Preparing Khakhu (a mixture of opium and poppy pod shreds or
Hpak-nawk Loi, a kind of edible creeper)

Enjoying it
Against the official ban declared in 2002, drugs are still available in Laukkai, the capital of Kokang region in northern Shan State, reports Salween News Network correspondent on his return:
"There are several places like this in Laukkai," confided the Thai-speaking guide as he escorted SNN to a room behind a restaurant on his first night in Laukkai. "The Kokang say poppy fields are being destroyed and Yaba (methamphetamine) factories are being dismantled but you can get everything here."
His companion, a local, frowned on at him and told SNN, "That's because everything is imported from outside Kokang."
Which was in contrast to what Chairman Peng Jiasheng said later, "Understandably, there are places like Nankwang where people are still growing poppies, because it is difficult to withdraw from something we have been engaging for untold generations right away."
The Kokang Administrative Committee, led by Peng Jiasheng, in its notification on 28 March 2002, reported that in accordance with the instructions of then Secretary-1 Lt-Gen Khin Nyunt at the meeting held in Lashio on 22 March," Action will be taken against whoever engages in" poppy cultivation and production, trafficking and abuse of drugs with punishments ranging from "prison term, life imprisonment and death sentences." (Wa told they're on their own, S.H.A.N., 2 April 2002)
In 2000, the leadership set up a treatment center for addicts. However it soon went out of business due to the "oversupply" of drug users coming down from the surrounding hills to procure its service, according to one of the restaurant's patrons.
"Due to the restrictions, 'heavy industry' factories are no more", joked another patron. "Now, we have more of the 'home industry' kind, which are easy to dismantle and move away on short notice."
One other result is the mushrooming of casinos in place of the drug factories. "In Laukkai alone, there are more than ten of them," SNN's guide said.
The crackdown had also forced hundreds of Chinese residents to move back across the border. "Not more than one-third of them remain in Kokang," said a local. However, the number of gamblers coming across the border to fill up the casinos in Laukkai more than made up for the exodus, he added.

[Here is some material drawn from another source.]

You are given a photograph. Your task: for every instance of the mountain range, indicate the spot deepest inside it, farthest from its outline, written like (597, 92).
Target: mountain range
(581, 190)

According to S.H.A.N.'s December report on the drug situation in Shan State, Show Business, the main reasons why the Kokang territory has been most affected by the war on drugs campaign appear to be the proximity of the area to the Chinese border, coupled with the fact that its ceasefire army, Myanmar National Democratic Alliance Army, had been seriously weakened over the years by internal rifts and hence poses no serious threat to Rangoon, and Rangoon's own desperate need to gain international legitimacy, among others.